Eskom a step closer to cash lifeline
“Both Houses of Parliament have passed the two bills … to enable a R23bn allocation to Eskom and conversion of a R60bn subordinated loan to the company into equity,” Treasury said in a statement on Friday.
The Eskom Special Appropriation Bill and the Eskom Subordinated Loan Special Appropriation Amendment Bill will now go to President Jacob Zuma to be signed into law.
To ensure there is no impact on the budget deficit, the appropriation to Eskom would be funded through the sale of non-strategic assets and that the funds would be transferred once the proceeds have been realised into the National Revenue Fund, Treasury explained.
“The process for the disposal of assets to fund the allocation to Eskom is well-advanced and government will make further announcements in this regard in due course,” it said.
The R23bn injection and the conversion of the R60bn loan into equity will be complemented by the other measures approved by Cabinet in 2014.
Tariff ‘adjustment’ needed to achieve cost-reflective levels – Treasury
This includes the Cabinet package required that Eskom save R60bn in costs up to March 2018.

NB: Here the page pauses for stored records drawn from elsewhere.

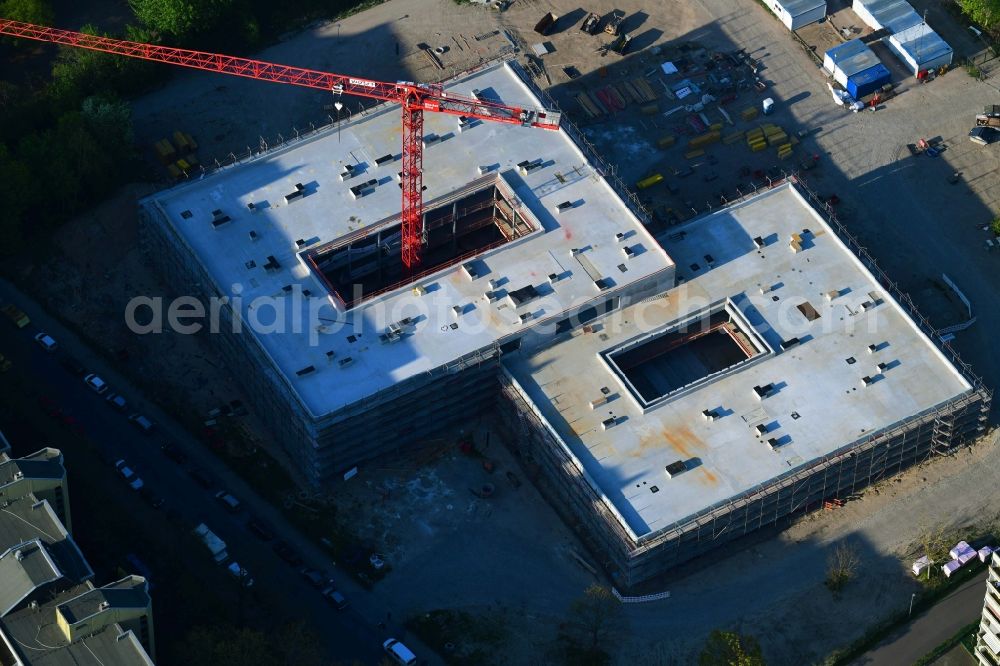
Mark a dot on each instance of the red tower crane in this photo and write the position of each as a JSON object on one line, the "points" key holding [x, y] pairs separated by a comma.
{"points": [[414, 98]]}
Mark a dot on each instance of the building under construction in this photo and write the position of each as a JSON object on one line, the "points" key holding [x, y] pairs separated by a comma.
{"points": [[674, 392]]}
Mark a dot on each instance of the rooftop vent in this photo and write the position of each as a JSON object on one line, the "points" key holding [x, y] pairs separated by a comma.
{"points": [[788, 344], [298, 193], [469, 268], [364, 188], [675, 468], [523, 295], [527, 166], [219, 218]]}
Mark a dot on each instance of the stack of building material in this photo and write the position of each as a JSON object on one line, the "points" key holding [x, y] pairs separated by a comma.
{"points": [[755, 140], [920, 564], [775, 135], [962, 552], [705, 139], [643, 88], [732, 138]]}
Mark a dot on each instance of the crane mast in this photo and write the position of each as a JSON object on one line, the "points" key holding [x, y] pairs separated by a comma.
{"points": [[413, 98]]}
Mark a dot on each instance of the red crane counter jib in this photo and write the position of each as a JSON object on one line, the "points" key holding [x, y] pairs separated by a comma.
{"points": [[414, 98]]}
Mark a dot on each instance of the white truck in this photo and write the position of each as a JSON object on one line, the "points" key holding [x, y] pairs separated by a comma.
{"points": [[214, 544]]}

“Government recognises that electricity tariffs need to be adjusted to achieve cost-reflective levels,” it said. “Eskom has therefore, applied for tariff adjustments in line with the regulatory processes.

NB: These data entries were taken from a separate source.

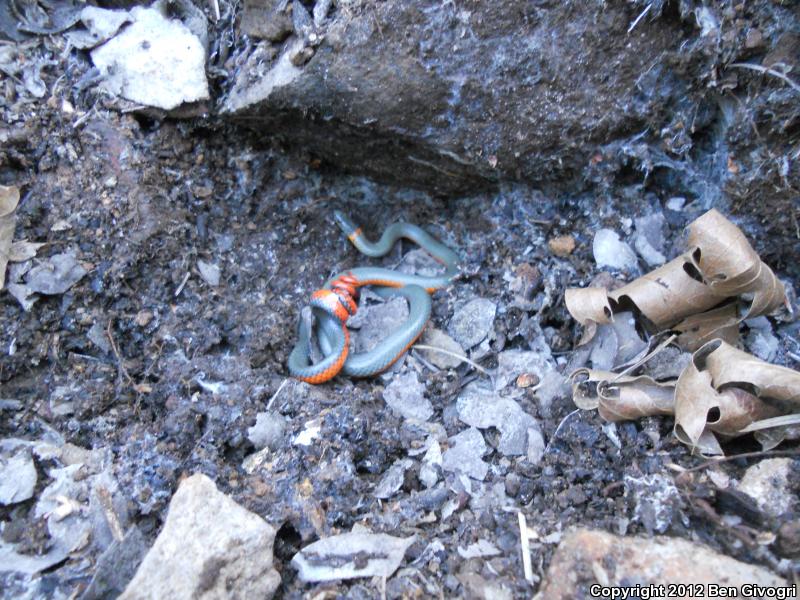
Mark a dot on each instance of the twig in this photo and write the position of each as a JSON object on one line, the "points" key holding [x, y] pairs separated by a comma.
{"points": [[640, 17], [104, 497], [768, 71], [183, 283], [120, 363], [454, 355], [275, 395], [560, 425], [644, 359], [526, 548]]}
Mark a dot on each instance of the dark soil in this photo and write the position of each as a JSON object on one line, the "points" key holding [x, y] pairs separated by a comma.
{"points": [[141, 198]]}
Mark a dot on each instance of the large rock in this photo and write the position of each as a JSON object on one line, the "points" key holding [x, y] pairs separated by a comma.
{"points": [[210, 548], [448, 96]]}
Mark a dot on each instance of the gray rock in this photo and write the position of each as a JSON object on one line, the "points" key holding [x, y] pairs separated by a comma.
{"points": [[268, 431], [767, 482], [513, 363], [649, 241], [374, 321], [97, 335], [439, 339], [210, 547], [405, 396], [431, 465], [760, 339], [610, 251], [393, 479], [471, 323], [209, 272], [483, 408], [116, 566], [155, 61], [349, 555], [464, 454], [17, 474], [434, 72], [101, 24], [656, 500], [55, 275]]}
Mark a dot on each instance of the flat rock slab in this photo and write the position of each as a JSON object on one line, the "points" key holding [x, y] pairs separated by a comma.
{"points": [[586, 557], [210, 547], [451, 97]]}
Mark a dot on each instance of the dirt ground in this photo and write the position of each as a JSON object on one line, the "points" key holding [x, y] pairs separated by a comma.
{"points": [[144, 359]]}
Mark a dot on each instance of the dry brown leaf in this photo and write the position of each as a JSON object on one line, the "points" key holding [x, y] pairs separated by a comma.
{"points": [[9, 198], [719, 265], [621, 397], [635, 397], [590, 307], [730, 366], [23, 250], [668, 294], [712, 392], [717, 323], [731, 266]]}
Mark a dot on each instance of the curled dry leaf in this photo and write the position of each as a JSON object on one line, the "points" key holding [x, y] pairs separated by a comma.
{"points": [[703, 294], [590, 307], [622, 397], [9, 198], [725, 390]]}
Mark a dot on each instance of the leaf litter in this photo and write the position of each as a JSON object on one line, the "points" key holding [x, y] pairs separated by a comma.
{"points": [[699, 298]]}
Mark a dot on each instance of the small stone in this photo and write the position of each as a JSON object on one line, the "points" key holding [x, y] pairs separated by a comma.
{"points": [[348, 555], [393, 479], [143, 318], [431, 465], [55, 275], [17, 474], [562, 245], [610, 251], [439, 339], [464, 454], [511, 364], [484, 408], [618, 561], [649, 241], [268, 431], [526, 380], [470, 324], [209, 547], [209, 272], [405, 396], [767, 482], [97, 335], [754, 39]]}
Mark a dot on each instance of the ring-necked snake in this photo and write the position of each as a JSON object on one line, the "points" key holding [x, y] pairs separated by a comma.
{"points": [[336, 302]]}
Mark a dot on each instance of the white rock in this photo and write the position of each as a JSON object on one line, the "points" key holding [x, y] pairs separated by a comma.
{"points": [[209, 548], [209, 272], [17, 475], [405, 396], [767, 482], [471, 323], [610, 251], [464, 454], [155, 61], [483, 408], [350, 555]]}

“Together, these measures will over time enhance the financial sustainability of Eskom.”
Eskom was hammered by politicians, analysts, unions and business leaders this week during the public hearings into its tariff hike application. Many say there are many options that Eskom and government are avoiding, such as unbundling the monopoly.
Treasury said the interventions would be complemented and strengthened by the five point plan and the Energy War Room.
“The key interventions under the five point plan have involved immediate measures being taken to improve Eskom’s operational performance, additional power being secured from independent power producers and demand side management initiatives,” Treasury said.